At first, you may be struck by the apparent defensive military
atmosphere, but after a while and most strangely, the architectural harmony of the fortified
monastery begins to rhyme with tranquillity, peace and optimism. When Ukraine became
independent, the former nunnery was restored on the premises, and artistic activities
(weaving, embroidery, and egg painting) have become the main occupation of the nuns of the
Studite Monastic Order.

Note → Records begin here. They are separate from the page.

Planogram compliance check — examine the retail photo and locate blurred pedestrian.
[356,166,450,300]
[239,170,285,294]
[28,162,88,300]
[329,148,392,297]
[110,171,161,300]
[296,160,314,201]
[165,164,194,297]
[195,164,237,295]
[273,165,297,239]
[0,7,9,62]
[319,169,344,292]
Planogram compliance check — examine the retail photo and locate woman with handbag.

The St. Sophia school, popular among Lviv youngsters and children,
was opened in the monastery. Students of this school paint Easter eggs and sell them during
parish auctions in order to gather funds for the renovation of the statue of the Virgin Mary,
which stands over the vaulted arch of the church. In 1947, an unknown wicked sinner
destroyed this holy figure by breaking off the golden-crowned head of the statue.
When you go back through the gateway, turn right and walk along
Chornomorska Street until you reach Stary Rynok Square (Old Market Square). Stop near the
beginning of Uzhhorodska Street, in front of a small, but beautiful church – the Church of John
the Baptist (3 Stary Rynok Square and 1 Uzhhorodska Street). This church was built in the
middle of the XIII century by Lev, Prince of Galicia-Volhynia, for his wife Constance, daughter
of the Hungarian King, Bely IV. Apparently, Constance so grieved for her homeland and her
Roman-Catholic faith that her husband decided to build this church for her. According to
legend, Constance was buried in a crypt in this same church. The original structure did not
survive to our days; it was rebuilt in the Neo-Romantic style by the architect Yulian
Zakharovych in 1886, although some ancient elements have been preserved. Sections of
some mural paintings in the interior date back to the XVII century. In 1989, the Museum of
Ancient Memorials was opened here, but liturgical services are still conducted in the church.
From Stary Rynok Square, walk along Pylnykarska Street until you
get to the oldest building in Lviv, the Orthodox Church of St. Nicholas (28a Bohdan
Khmelnytsky Street), a striking model of ancient Ukrainian architecture from the XIII century. In
1292, Prince Lev issued a charter to this church, whereby it was allowed to administer land till
the end of time. It is believed that this church was the princely court’s place of worship. The
princes of Galicia-Volhynia attended liturgies in this church and were buried here. Thick walls
were constructed with large squared blocks of stone; imposing cupolas with lanterns crown the
edifice. The church was built according to the requirements laid down by Byzantine
architecture: the building has a cruciform shape with a semicircular apse covered with a semi-
dome. The unknown architect of the church planned the church according to Orthodox
dogmatic principles, giving it the strict form of a Greek cross, and thus making it look very
similar to Orthodox churches of south European countries. The church has a long and
turbulent history of fires, floods, epidemics, and attacks by foreign armies. The church was
often set on fire and plundered, but some holy relics managed to be saved. When the
Patriarch of Antioch, Joachim stayed in Lviv, he personally blessed the church with some relics
of St. Nicholas. The church takes pride in the beautiful icon of St. Nicholas, the Miracle
Worker; here, the saint is portrayed on a gilded background in splendid Byzantine sacerdotal
vestments. There is also another icon, which was saved from the former neighbouring Church
of St. Theodor; this icon has become a testament to all the Ukrainian churches which were
destroyed by the Austrian government at the end of the XVIII century. The frescoes on the
main façade were painted by the Ukrainian artist, Petro Kholodny, Senior in the 1920ies.